Is Long COVID Caused By An Antibody? Science Explains

Is Long COVID Caused By An Antibody? Science Explains

Medical science scientists of UAMS claimed the probable explanation for persistent COVID-19 effects might have been identified and be related to an antibody. An antibody that appears weeks after an onset of an infection and assaults and alters an important immune system regulation is at the core of the team’s discoveries.

Long-term tiredness, cognitive confusion, and breathlessness occur to as many as 30percent of total COVID patients. Researchers have been baffled by what generates long COVID-19. Still, the finding by the UAMS team offers crucial new information on the mechanics underneath at the cellular scale.

By targeting the angiotensin-converting enzyme, the antibody causes difficulties for the immune system.

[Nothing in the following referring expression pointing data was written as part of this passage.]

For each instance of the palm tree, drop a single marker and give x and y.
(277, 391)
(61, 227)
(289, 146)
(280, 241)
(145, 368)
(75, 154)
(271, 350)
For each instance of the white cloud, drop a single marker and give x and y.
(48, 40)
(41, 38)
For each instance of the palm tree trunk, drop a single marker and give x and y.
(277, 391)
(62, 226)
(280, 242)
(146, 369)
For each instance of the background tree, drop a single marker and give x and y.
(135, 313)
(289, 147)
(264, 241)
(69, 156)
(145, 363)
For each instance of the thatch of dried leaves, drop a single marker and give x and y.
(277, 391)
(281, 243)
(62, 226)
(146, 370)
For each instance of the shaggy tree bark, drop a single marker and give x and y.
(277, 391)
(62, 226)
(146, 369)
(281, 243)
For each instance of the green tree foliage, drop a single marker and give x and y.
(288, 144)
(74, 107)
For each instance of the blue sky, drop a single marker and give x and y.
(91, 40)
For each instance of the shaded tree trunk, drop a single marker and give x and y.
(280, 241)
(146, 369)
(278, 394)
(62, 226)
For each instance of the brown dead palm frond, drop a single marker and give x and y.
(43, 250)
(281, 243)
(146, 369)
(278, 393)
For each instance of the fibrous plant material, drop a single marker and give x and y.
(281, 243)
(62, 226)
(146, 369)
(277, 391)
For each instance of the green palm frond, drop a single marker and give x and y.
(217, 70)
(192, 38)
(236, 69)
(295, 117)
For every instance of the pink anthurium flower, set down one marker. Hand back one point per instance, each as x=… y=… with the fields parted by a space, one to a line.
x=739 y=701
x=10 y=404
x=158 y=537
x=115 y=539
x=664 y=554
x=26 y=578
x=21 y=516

The ACE2 enzyme enables the body to control its reaction to the infection by breaking down an immune system-activating peptide. The antibody attacking affects the action of ACE2, making the antibody a suspicion of long-term disease.

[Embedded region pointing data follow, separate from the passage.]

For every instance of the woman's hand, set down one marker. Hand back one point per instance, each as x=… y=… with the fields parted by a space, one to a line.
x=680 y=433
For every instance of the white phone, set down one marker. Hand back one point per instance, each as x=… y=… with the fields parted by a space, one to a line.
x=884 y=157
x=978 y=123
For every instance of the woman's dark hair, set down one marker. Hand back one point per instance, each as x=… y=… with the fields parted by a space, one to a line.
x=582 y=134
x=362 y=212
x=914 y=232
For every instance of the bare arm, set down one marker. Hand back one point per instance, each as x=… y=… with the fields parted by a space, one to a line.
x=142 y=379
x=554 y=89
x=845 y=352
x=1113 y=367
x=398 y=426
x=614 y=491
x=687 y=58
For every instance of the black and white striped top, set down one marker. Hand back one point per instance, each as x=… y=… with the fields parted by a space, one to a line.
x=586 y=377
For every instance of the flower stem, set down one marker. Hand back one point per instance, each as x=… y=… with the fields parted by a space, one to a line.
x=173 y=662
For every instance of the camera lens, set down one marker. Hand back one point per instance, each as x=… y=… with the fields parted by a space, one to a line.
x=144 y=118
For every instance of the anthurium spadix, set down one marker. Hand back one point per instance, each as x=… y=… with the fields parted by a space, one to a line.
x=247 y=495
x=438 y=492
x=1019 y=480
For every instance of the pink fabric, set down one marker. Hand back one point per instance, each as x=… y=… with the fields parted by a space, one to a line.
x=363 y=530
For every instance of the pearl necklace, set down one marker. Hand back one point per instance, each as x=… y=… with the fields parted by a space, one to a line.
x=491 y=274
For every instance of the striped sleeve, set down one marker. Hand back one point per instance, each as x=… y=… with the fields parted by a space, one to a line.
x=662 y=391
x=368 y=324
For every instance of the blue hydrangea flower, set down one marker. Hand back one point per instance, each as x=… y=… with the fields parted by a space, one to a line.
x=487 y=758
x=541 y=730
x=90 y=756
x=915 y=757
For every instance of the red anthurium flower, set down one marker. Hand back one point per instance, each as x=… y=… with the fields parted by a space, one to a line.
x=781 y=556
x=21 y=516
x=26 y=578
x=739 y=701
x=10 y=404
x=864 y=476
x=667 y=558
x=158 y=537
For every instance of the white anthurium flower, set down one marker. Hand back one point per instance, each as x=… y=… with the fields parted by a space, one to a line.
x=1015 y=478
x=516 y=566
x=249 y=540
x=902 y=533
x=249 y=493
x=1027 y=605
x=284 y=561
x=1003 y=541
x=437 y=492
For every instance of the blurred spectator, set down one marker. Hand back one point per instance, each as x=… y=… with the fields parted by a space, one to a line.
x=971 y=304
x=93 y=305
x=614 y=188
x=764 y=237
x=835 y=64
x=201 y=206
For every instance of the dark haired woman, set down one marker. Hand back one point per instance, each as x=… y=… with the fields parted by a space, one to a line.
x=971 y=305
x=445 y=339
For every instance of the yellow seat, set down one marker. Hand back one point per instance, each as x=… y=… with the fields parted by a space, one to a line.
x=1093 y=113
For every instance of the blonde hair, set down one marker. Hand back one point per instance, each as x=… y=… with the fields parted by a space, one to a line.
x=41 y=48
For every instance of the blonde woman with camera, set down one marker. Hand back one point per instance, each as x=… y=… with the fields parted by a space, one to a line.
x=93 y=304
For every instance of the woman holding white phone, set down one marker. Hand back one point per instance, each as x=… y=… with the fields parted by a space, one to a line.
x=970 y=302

“If we show that the whole hypothesis is right, that this interference of ACE2 really does cause long COVID, then it opens up many potential treatments. If our next steps confirm that this antibody is the cause of long COVID symptoms, there are medications that should work to treat them. If we get to that phase of research, the next step would be to test these drugs and hopefully relieve people of the symptoms they’re having,” explained John Arthur, chief of the Division of Nephrology in the University of Arkansas for Medical Sciences College of Medicine.

Long Covid refers to the time period after COVID-19 that continues to affect the health of many individuals. There are two major kinds of continuing symptoms: tiny groups of patients who originally suffered from severe covid-19 disease suffer long-term from respiratory symptoms, while larger groups have more normal symptoms such as weariness and lethargy.

Anna is an avid blogger with an educational background in medicine and mental health. She is a generalist with many other interests including nutrition, women's health, astronomy and photography. In her free time from work and writing, Anna enjoys nature walks, reading, and listening to jazz and classical music.